A UC Santa Cruz Live in Silicon Valley Alumni Event
SANTA CLARA CAMPUS—Imagine owning all your health data and being the only one to control how it’s used and who has access to it. What would it be like to bring your personal genomic data along on a doctor’s visit to help chart out your targeted treatment plan or upload decades of your health data via your phone?
“Patients are becoming consumers,” said panelist Sam De Brouwer, a cofounder at doc.ai, a Silicon Valley startup that has created a digital platform based on secure blockchain technology and deep learning computations on quantified biology to develop predictive analytics and personal health insights.
De Brouwer was one of four panelists at a recent gathering of UC Santa Cruz Live in Silicon Valley, a quarterly event for alumni of UC Santa Cruz and UCSC Silicon Valley Extension. She joined entrepreneurs, an investor and UC professors in a wide-ranging discussion about how new technologies are revolutionizing healthcare. It is changing the relationship patients have with their own personal health data.
“We’re seeing more cross-collaboration of academia and entrepreneurship,” said panelist Kimberly MacPherson, a UC Berkeley School of Public Health professor and executive director of Health Management at the Haas School of Business. There is a need for a cultural shift in how people see their own data so that it will be increasingly available for important research.
This complex convergence of information technologies and life science technologies is an interesting them for investors, according to panelist Greg Yap, a partner at Menlo Ventures. The field of digital health, however, has been challenging for funders. Yap predicted that the value of some of these digital plays will start to emerge over the next 12-24 months.
“I do think this next year the ability to drive the convergence of these massive streams of data to really get patients to change behavior, and to be able to generate better outcomes—the concept of digital therapeutics—is finally starting to bear fruit,” Yap said.
At doc.ai, which recently closed a $10 million offering with investors, people will be able to upload their health data securely and make it available to researchers to benefit treatments. The data is secure via a global network of computers. The platform plans to bring together buyers of information such as researchers and the people who want to add their health data into the available pool as a donation or for a price.

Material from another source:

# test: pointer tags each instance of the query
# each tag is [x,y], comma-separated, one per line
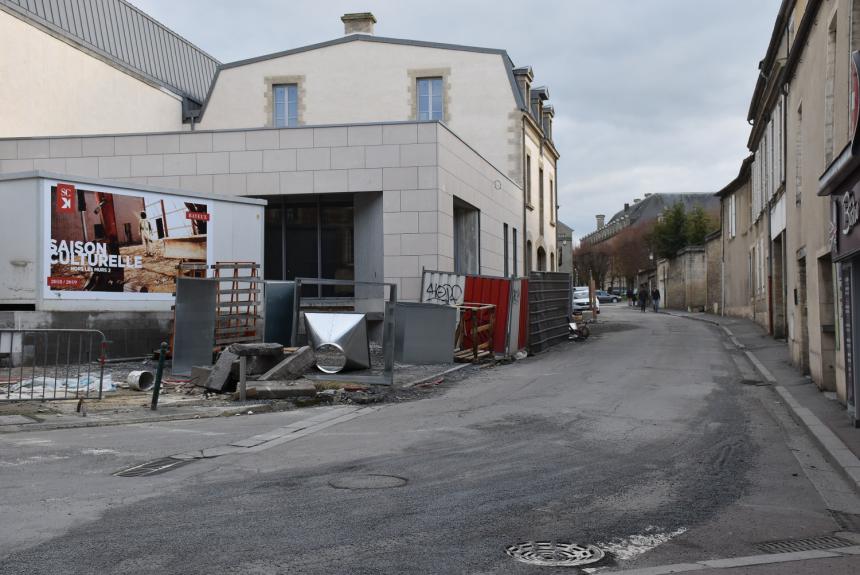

“I believe in the value of medical data and the value I generate through my data is almost a civil right,” De Brouwer said. “That value should be mine.”
Another panelist, David Deamer, a UCSC professor, invented the central technology licensed by Oxford Nanopore Technology for analyzing DNA, RNA, proteins, and small molecules. ONT, which can analyze the genome of relatively simple bacteria and fungi, is working on a way to upload your genome via cell phone so it can be analyzed via the internet.
“I can carry my genome into the doctor’s office and have him or her plug it in and compare it with tens of thousands of others and see where I differ,” Deamer said. He found out he was pre-diabetic. “I would’ve like to know that as a teenager.”
It’s exciting to see the opportunities, but the challenge “is really about finding the right link to customer needs,” Yap said. “How is this going to really fit a customer need? Where is that addressing a burning need…given the market dynamics today? That’s going to differentiate the winners from the losers in these spaces.”